[2011] 4 F.C.R. D-9
Citizenship and Immigration
Exclusion and Removal
Removal of Visitors
Judicial review of decision by pre-removal risk assessment officer refusing applicant’s application for permanent residence within Canada based on humanitarian and compassionate (H&C) grounds—Applicant, citizen of Australia, fleeing to Canada from violent, abusive former husband involved in drug trafficking ring—Applicant’s spouse disabled, children having special needs—Officer finding that applicant not adducing sufficient evidence to demonstrate that personal circumstances such that hardships of not being granted exemption unusual, undeserved or disproportionate, not anticipated by legislation—Whether officer applying wrong test in assessing (1) risk as part of H&C analysis, (2) best interests of children—Officer committing legal error by assuming that applicant having to establish that impact on children of applicant’s removal amounting to usual, undeserved, or disproportionate hardship—Correct approach to assessing or weighing best interests of children in context herein set out in Baker v.
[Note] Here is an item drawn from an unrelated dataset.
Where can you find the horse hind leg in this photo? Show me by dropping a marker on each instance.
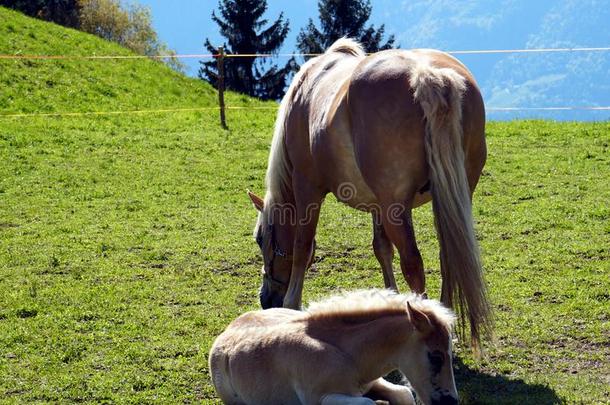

Canada (Minister of Citizenship and Immigration), [1999] 2 S.C.R. 817, Hawthorne v. Canada (Minister of Citizenship and Immigration), 2002 FCA 475, [2003] 2 F.C. 555—Officer neglecting to take into account applicant’s unusual situation given determination of former husband to harm applicant notwithstanding best efforts of state protection—Officer not addressing in realistic or reasonable way problems awaiting applicant in Australia, impact on best interests of children—Also not addressing impact of disabled spouse’s ability to care for children—Officer’s decision at best minimizing best interests of children within meaning of Baker, at worst failing to address impact on children of living in Australia with applicant in greater proximity to former husband—Application allowed.
Pearson v. Canada (Citizenship and Immigration) (IMM-7721-10, 2011 FC 981, Russell J., judgment dated August 9, 2011, 19 pp.)